Non cambiano invece i presupposti di liceità del trattamento, delineati dall’art. 6 del GDPR. Essi, in linea di massima, coincidono con quelli del D. Lgs. n. 196/2003 (consenso, adempimento di obblighi contrattuali, interesse vitale della persona interessata o di terzi, obbligo di legge, interesse pubblico o esercizio di pubblici poteri, interesse legittimo prevalente del titolare o di terzi cui i dati sono comunicati), però con alcuni cambiamenti:

    • consenso: (i) deve essere esplicito per i dati sensibili e in caso di trattamenti automatizzati, compresa la profilazione. “Esplicito” non è sinonimo di forma scritta, benché questa sia la modalità idonea per configurare l’inequivocabilità del consenso e, in ogni caso, il titolare deve essere in grado di dimostrare che l’interessato ha prestato il consenso a uno specifico trattamento; (ii) il consenso dei minori è valido a partire dai 16 anni;
    • interesse vitale di un terzo: è invocabile a condizione che, nella fattispecie concreta, nessuna delle altre condizioni di liceità possa trovare applicazione;
    • interesse legittimo prevalente di un titolare o di un terzo: il bilanciamento tra tale interesse e i diritti e la libertà dell’interessato spetta allo stesso titolare (estensione del principio di “responsabilizzazione”, uno dei cardini del GDPR);
    • informativa: i contenuti dell’informativa sono tassativamente indicati negli artt. 13, par. 1, e 14, par. 1, del GDPR. In parte essi sono più ampi rispetto al D. Lgs. 196/2003. In particolare, l’informativa deve contenere: (i) i dati di contatto del RDP-DPO (Responsabile della protezione dati – Data Protection Officer), ove esistente; (ii) la base giuridica del trattamento; (iii) l’interesse legittimo, se costituisce la base legittima del trattamento; (iv) se i dati sono trasferiti in Paesi terzi e, in caso affermativo, attraverso quali strumenti; (v) periodo di conservazione dei dati o i criteri per stabilire tale periodo; (vi) diritto di presentare un reclamo all’autorità di controllo; (vi) in caso di processi decisionali automatizzati, compresa la profilazione, indicazione della logica di tali processi e delle conseguenze previste per l’interessato. Per i minori occorre prevedere informative idonee (scritte in un linguaggio semplice e chiaro che un minore possa facilmente capire). Nell’ipotesi di dati personali non raccolti direttamente presso l’interessato, l’informativa deve essere fornita entro un tempo non superiore a un mese dalla raccolta, oppure al momento della comunicazione dei dati.

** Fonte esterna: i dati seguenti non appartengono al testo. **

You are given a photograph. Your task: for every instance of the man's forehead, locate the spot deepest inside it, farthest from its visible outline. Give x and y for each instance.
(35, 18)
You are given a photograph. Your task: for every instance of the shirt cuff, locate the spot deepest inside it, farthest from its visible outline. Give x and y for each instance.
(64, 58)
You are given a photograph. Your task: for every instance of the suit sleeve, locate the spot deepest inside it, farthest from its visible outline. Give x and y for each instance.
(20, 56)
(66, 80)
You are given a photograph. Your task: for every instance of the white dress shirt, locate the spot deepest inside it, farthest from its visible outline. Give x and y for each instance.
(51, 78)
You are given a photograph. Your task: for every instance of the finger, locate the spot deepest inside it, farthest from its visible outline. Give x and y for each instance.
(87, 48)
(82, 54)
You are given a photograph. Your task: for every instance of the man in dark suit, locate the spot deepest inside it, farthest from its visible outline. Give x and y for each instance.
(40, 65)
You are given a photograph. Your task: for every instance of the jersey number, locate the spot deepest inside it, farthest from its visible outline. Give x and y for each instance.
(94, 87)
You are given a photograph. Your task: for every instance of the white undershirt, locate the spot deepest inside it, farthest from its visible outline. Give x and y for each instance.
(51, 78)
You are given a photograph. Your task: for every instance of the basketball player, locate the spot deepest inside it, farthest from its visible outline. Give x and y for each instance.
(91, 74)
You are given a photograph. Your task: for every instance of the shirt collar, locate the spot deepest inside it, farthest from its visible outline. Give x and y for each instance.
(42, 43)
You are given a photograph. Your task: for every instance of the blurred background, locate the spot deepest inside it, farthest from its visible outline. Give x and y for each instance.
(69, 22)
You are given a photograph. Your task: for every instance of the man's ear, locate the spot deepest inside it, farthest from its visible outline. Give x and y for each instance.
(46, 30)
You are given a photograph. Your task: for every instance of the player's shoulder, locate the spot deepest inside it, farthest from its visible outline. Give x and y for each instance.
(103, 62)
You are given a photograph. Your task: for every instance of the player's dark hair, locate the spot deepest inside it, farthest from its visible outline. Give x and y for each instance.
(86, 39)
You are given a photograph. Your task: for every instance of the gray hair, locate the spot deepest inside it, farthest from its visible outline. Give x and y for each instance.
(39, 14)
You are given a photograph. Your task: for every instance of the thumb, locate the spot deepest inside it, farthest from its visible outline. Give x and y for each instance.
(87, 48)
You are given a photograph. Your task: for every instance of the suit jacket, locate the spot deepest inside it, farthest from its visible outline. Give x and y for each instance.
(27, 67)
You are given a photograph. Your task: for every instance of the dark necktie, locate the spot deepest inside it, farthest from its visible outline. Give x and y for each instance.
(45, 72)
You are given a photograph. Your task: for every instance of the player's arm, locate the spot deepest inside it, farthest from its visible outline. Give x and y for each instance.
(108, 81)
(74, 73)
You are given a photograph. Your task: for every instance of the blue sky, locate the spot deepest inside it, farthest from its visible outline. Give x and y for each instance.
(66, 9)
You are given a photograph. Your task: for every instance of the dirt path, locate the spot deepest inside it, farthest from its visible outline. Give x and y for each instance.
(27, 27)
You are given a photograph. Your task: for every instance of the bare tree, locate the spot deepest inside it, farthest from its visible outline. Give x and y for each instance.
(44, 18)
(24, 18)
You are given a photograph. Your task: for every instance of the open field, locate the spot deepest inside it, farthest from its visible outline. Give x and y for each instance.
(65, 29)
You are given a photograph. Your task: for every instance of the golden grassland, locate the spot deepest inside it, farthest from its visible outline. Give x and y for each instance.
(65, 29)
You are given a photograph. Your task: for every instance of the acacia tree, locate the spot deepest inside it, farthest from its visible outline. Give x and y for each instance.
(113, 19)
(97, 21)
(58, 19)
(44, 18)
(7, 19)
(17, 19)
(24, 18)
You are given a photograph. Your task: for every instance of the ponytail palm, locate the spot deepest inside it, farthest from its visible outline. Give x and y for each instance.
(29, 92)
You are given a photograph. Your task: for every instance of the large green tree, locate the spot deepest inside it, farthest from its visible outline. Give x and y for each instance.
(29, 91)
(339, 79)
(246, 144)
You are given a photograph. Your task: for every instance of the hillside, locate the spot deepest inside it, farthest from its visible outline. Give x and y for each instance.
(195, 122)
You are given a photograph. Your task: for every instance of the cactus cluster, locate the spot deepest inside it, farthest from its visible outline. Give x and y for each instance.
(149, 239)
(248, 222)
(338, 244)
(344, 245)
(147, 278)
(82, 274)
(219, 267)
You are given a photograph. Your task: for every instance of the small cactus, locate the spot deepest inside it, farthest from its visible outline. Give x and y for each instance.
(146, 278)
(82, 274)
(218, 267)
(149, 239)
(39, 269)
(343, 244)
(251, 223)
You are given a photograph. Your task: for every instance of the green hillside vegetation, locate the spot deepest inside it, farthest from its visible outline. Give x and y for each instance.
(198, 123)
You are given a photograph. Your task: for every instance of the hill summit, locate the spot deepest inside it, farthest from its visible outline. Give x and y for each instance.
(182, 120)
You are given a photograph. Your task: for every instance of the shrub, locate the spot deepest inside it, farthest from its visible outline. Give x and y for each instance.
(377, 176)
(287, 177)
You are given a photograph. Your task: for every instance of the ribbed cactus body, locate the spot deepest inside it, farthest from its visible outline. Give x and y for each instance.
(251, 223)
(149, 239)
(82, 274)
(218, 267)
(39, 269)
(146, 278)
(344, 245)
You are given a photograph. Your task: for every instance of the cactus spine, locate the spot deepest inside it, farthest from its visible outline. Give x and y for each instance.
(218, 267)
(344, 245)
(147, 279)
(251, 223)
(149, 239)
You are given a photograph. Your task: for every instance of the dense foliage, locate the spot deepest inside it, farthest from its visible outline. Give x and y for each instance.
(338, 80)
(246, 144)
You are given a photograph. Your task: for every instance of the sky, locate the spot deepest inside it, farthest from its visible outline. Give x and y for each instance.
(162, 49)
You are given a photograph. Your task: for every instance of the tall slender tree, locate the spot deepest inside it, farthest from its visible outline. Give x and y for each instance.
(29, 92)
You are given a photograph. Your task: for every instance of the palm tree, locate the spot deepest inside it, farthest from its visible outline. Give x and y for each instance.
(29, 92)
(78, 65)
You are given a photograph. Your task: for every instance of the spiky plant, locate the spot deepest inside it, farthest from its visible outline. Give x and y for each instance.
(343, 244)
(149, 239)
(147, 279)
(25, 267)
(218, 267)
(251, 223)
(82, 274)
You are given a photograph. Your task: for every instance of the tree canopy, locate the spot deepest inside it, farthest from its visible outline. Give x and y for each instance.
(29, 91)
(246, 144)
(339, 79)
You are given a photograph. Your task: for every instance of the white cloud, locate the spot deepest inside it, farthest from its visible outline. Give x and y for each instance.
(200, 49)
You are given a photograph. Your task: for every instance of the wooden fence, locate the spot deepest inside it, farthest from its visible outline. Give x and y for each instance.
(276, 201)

Va altresì tenuto conto del fatto che, in linea di principio, il consenso non è idoneo fondamento del trattamento dei dati da parte della Pubblica Amministrazione, perché essa (e quindi anche le Istituzioni scolastiche autonome) dovrebbe operare sulla base di altri presupposti, consistenti essenzialmente in norme di legge o in un interesse pubblico riconosciuto in specifiche disposizioni. L’istituzione scolastica, quando pone in essere attività di tipo istituzionale, non ha quindi bisogno di ottenere il consenso dell’interessato. Di conseguenza il consenso non è un presupposto necessario per la liceità della stragrande maggioranza dei trattamenti da parte della PA, perché sono le norme che individuano gli ambiti dei trattamenti stessi. Inoltre, se è vero che il Regolamento europeo prevede il diritto di opposizione, è però altrettanto vero che la PA può neutralizzarlo con adeguata motivazione. A tale riguardo, come messo in luce dal “Considerando 43”, ogni volta che il “controller” (ossia il “titolare del trattamento”) è un’Autorità pubblica, c’è spesso un evidente squilibrio di potere nella relazione tra il “responsabile del trattamento” e l’interessato. E’ del resto chiaro che, nella maggior parte dei casi, l’interessato non avrà alcuna alternativa rispetto all’accettazione del trattamento da parte dell’Autorità pubblica. Il consenso deve essere, ad ogni modo, espresso mediante un atto con il quale l’interessato manifesta l’intenzione libera, specifica, informata e inequivocabile di accettare il trattamento dei dati personali (mediante dichiarazione scritta). I minori meritano una specifica protezione relativamente ai loro dati personali. Il trattamento dei dati personali deve essere lecito e corretto.

Nella sintesi richiesta dal presente contributo, sono stati messi in evidenza, in linea generale, solo alcuni dei principali elementi caratterizzanti il GDPR. Va ad ogni modo considerato che si tratta di un diritto in fieri, da tenere costantemente sotto controllo alla luce di Linee Guida e di strumenti interpretativi che verranno sicuramente resi noti dal Garante della Privacy nel corso dei prossimi mesi.

Dall’esame della materia emerge come sia, oramai, imprescindibile un cambiamento di mentalità che porti alla piena tutela della privacy, da considerare non tanto come un oneroso rispetto di adempimenti burocratici, quanto piuttosto come garanzia, per il cittadino che si rivolge alle pubbliche amministrazioni, di una riservatezza totale dal punto di vista reale e sostanziale.

Il diritto alla privacy è un diritto inviolabile della persona che non si limita alla tutela della riservatezza o alla protezione dei dati, ma implica il pieno rispetto dei diritti e delle libertà fondamentali e della dignità della persona. Per questi motivi la cultura della privacy necessita di crescere e rafforzarsi, principalmente fra gli operatori delle pubbliche amministrazioni, perché solo con la conoscenza consapevole dei principi fondamentali che stanno alla base della vigente normativa potranno essere adottati correttamente tutti gli adempimenti di legge, nel trattamento di dati di competenza, con la consapevolezza di non affrontare un inutile gravame, bensì di contribuire concretamente al miglioramento della qualità del rapporto con l’utenza.